Épisode 16, le 18 avril 2023: Je ne suis pas très fier
Description
Chère Sandrine,
Si franche et si libre – libre, oui, j’y tiens, même si personne ne l’est, je ne suis pas dupe, mais enfin tu as la force d’être au plus près de toi, me semble-t-il, en tout cas d’essayer au maximum.
Je commence par la fin. En lisant que tu partais à un stage de clown, j’ai eu une pensée positive, ce qui est de plus en plus rare. Je me suis dit que la société dans laquelle on vit avait progressé de ce côté-là, et moi avec.
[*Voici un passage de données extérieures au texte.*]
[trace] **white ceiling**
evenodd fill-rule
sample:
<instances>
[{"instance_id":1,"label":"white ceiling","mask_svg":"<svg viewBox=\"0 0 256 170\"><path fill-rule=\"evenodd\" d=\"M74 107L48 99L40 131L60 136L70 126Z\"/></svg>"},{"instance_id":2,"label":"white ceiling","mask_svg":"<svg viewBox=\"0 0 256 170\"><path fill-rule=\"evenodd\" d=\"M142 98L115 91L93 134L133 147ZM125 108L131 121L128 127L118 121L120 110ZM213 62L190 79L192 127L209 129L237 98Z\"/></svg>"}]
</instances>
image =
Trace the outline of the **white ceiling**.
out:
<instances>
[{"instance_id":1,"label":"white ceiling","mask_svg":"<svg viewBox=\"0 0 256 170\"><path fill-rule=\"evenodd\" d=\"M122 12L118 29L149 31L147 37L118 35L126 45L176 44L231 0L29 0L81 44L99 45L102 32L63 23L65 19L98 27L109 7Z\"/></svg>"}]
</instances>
Je m’explique : il y a un temps pas si lointain où, à quelques exceptions près, on déniait aux femmes le droit de faire rire. On pensait, et je ne suis pas très fier de l’avoir pensé aussi, que le rôle de clown contrevenait aux impératifs de la séduction féminine. Depuis, comme le prouve le nombre d’humoristes femmes, les gens ont compris qu’on pouvait faire rire et rester séduisante. Il y en a même qui se sont aperçus qu’être séduisante pour une femme n’était pas une obligation !
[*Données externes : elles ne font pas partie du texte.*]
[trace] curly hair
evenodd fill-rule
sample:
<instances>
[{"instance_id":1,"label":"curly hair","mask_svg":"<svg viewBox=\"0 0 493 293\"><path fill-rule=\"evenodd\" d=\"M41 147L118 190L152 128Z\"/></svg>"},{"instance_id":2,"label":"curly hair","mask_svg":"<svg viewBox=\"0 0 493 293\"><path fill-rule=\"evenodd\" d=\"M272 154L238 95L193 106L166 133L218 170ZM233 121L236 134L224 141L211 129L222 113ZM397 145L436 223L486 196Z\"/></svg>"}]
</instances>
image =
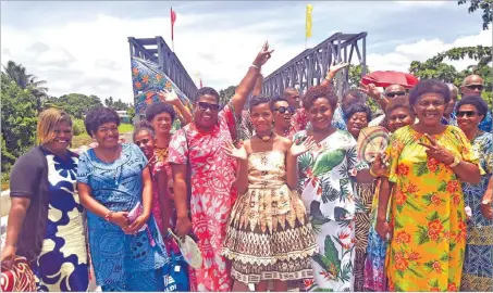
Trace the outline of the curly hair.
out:
<instances>
[{"instance_id":1,"label":"curly hair","mask_svg":"<svg viewBox=\"0 0 493 293\"><path fill-rule=\"evenodd\" d=\"M214 90L213 88L209 88L209 87L204 87L204 88L200 88L199 90L197 90L197 92L195 93L195 101L197 102L198 99L200 99L200 97L206 95L206 94L214 97L219 103L220 98L219 98L218 91Z\"/></svg>"},{"instance_id":2,"label":"curly hair","mask_svg":"<svg viewBox=\"0 0 493 293\"><path fill-rule=\"evenodd\" d=\"M409 103L416 105L419 98L427 93L436 93L443 95L445 104L451 101L451 90L448 86L437 79L421 80L409 91Z\"/></svg>"},{"instance_id":3,"label":"curly hair","mask_svg":"<svg viewBox=\"0 0 493 293\"><path fill-rule=\"evenodd\" d=\"M149 107L146 109L146 112L145 112L146 120L151 123L152 119L157 115L159 115L161 113L170 114L171 122L174 122L174 117L176 116L176 112L174 112L174 109L173 109L172 105L163 103L163 102L153 103Z\"/></svg>"},{"instance_id":4,"label":"curly hair","mask_svg":"<svg viewBox=\"0 0 493 293\"><path fill-rule=\"evenodd\" d=\"M251 97L249 110L251 111L254 106L258 106L260 104L269 104L270 110L272 110L271 98L263 94Z\"/></svg>"},{"instance_id":5,"label":"curly hair","mask_svg":"<svg viewBox=\"0 0 493 293\"><path fill-rule=\"evenodd\" d=\"M415 112L412 111L410 104L409 104L409 98L407 95L400 95L400 97L395 97L393 99L389 99L389 103L385 106L385 115L389 116L389 114L396 110L396 109L405 109L407 112L409 112L409 115L411 117L415 116Z\"/></svg>"},{"instance_id":6,"label":"curly hair","mask_svg":"<svg viewBox=\"0 0 493 293\"><path fill-rule=\"evenodd\" d=\"M303 106L308 110L315 103L315 101L319 98L326 99L332 110L335 110L337 105L337 97L335 95L331 86L315 86L311 87L305 92L303 95Z\"/></svg>"},{"instance_id":7,"label":"curly hair","mask_svg":"<svg viewBox=\"0 0 493 293\"><path fill-rule=\"evenodd\" d=\"M42 111L39 114L36 128L37 142L42 144L53 140L56 137L54 128L60 123L67 123L72 127L72 118L66 112L56 107Z\"/></svg>"},{"instance_id":8,"label":"curly hair","mask_svg":"<svg viewBox=\"0 0 493 293\"><path fill-rule=\"evenodd\" d=\"M93 137L93 132L97 132L99 127L106 123L115 123L120 125L120 116L113 109L98 106L89 110L84 119L84 126L87 133Z\"/></svg>"},{"instance_id":9,"label":"curly hair","mask_svg":"<svg viewBox=\"0 0 493 293\"><path fill-rule=\"evenodd\" d=\"M371 120L371 110L369 106L365 104L354 104L349 106L349 110L347 111L347 118L350 119L355 113L366 113L367 114L367 120Z\"/></svg>"},{"instance_id":10,"label":"curly hair","mask_svg":"<svg viewBox=\"0 0 493 293\"><path fill-rule=\"evenodd\" d=\"M476 106L476 110L478 111L478 115L482 115L483 118L481 120L484 120L488 114L488 104L481 98L481 95L466 95L460 101L457 102L457 105L455 106L456 111L460 109L463 105L473 105Z\"/></svg>"},{"instance_id":11,"label":"curly hair","mask_svg":"<svg viewBox=\"0 0 493 293\"><path fill-rule=\"evenodd\" d=\"M134 141L135 141L135 136L137 136L137 133L140 131L147 131L150 135L150 137L152 137L152 138L156 136L155 129L152 128L152 126L150 125L150 123L148 120L139 120L135 125L134 133L132 135L132 138L134 139Z\"/></svg>"}]
</instances>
Bon stage de clown, donc. En ce qui me concerne, je t’écris encore une fois à ma table de travail, entre deux articles, un livre que j’ai commencé mais auquel je n’ai pas assez de temps à consacrer, la préparation de podcasts et de rencontres littéraires. Et à propos de rencontres, j’ai été sidéré par celles que tu as faites dans le domaine sexuel.
--- WOKE IN PROGRESS ---
Contrairement à certains de ces amants que tu évoques, à un ou deux épisodes près (dont j’ai sincèrement honte), le plus important pour moi, c’était de satisfaire les filles avec qui je couchais. Je t’ai dit que je serai honnête : il y avait là-dedans le désir de donner, de faire plaisir au vrai sens du terme, mais il y avait aussi un désir égoïste, vaniteux, celui d’être aux yeux de mes partenaires un mec qui baise bien. Un désir qui provoquait une certaine peur paradoxalement dictée par le virilisme : quelle plus grande humiliation pour un homme que d’être considéré comme un mauvais coup ?
J’ai assez vite compris que la plupart des femmes ne mesuraient pas leur plaisir en regardant un chronomètre ou un mètre-ruban. Il n’empêche, je suis sûr qu’elles ne perçoivent pas toujours la pression que leurs amants peuvent subir pour des bonnes ou des mauvaises raisons. Les types animés de « l’obsession de la pénétration répétée », comme tu dis, ont peut-être peur d’être mal jugés par leurs maîtresses s’ils procédaient autrement, ou peur de quitter la chambre avec une image d’eux-mêmes complètement dévalorisée, parce que la société leur a fait croire qu’un homme digne de ce nom tire plusieurs coups dont chacun dure longtemps.
Oui, je parie que bien des mecs sont agités de trouilles qui m’ont saisi parfois, aussi stupides peuvent-elles paraître. Est-ce que je vais bander assez fort ? Est-ce que je ne vais pas éjaculer trop vite ? Est-ce que ma bite n’est pas trop ceci ou pas assez cela ? On est loin du grand mystère poétique dont je t’ai parlé plus haut mais l’amour physique est aussi fait de ça, et j’aimerais vraiment t’entendre sur ce thème-là : la peur des hommes face aux femmes, au lit comme ailleurs. Parce que cette peur existe, tu le sais – tu as toi-même abordé le sujet dans nos premiers échanges.
Je t’embrasse fort,
Brice
PS : comme toi, j’ai pris soin de ne pas parler de ma vie sexuelle actuelle, qui engagerait la femme avec qui je vis.
PPS : si tu le recroises, n’oublie pas de dire de ma part au type qui t’a dit « C’est fini » juste après ton « Je t’aime » que c’est un sombre connard.